Deep Image Fingerprint: Towards Low Budget Synthetic Image Detection and Model Lineage Analysis
Sergey Sinitsa, Ohad Fried
TL;DR
This work tackles the challenge of detecting synthetic images and inferring model lineage with limited training data. It introduces Deep Image Fingerprint (DIF), a CNN-based approach that treats the network architecture as an image prior to extract generator fingerprints via residual correlation and a threshold-free detection rule, using a small set of generated images and real images. DIF achieves high detection accuracy across LTIMs and GANs, rivaling state-of-the-art pretrained detectors with far fewer training samples, and enables cross-model lineage analysis to link related models (e.g., identifying MJ as a fine-tuned SD1.4). The study also demonstrates the method’s robustness to some distortions and discusses limitations on certain fingerprints and compression scenarios, outlining avenues for future improvement in fingerprint strength and compression resilience.
Abstract
The generation of high-quality images has become widely accessible and is a rapidly evolving process. As a result, anyone can generate images that are indistinguishable from real ones. This leads to a wide range of applications, including malicious usage with deceptive intentions. Despite advances in detection techniques for generated images, a robust detection method still eludes us. Furthermore, model personalization techniques might affect the detection capabilities of existing methods. In this work, we utilize the architectural properties of convolutional neural networks (CNNs) to develop a new detection method. Our method can detect images from a known generative model and enable us to establish relationships between fine-tuned generative models.
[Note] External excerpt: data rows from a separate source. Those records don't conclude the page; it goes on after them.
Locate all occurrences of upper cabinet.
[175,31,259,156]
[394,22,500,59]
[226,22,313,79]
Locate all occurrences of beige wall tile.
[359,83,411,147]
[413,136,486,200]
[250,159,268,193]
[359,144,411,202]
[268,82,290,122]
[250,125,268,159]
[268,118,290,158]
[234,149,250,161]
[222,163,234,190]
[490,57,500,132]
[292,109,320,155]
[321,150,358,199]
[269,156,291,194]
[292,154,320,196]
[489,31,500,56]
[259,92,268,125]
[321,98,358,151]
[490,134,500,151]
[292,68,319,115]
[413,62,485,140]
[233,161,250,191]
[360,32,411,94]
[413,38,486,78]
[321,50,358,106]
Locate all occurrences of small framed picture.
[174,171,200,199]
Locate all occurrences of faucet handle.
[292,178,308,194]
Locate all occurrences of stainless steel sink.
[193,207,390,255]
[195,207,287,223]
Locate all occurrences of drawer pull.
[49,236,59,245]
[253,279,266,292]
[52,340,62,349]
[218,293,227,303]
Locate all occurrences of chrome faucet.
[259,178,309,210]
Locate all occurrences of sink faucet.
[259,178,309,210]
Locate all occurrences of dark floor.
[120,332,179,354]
We tested the method on images produced by both Generative Adversarial Networks (GANs) and recent large text-to-image models (LTIMs) that rely on Diffusion Models. Our approach outperforms others trained under identical conditions and achieves comparable performance to state-of-the-art pre-trained detection methods on images generated by Stable Diffusion and MidJourney, with significantly fewer required train samples.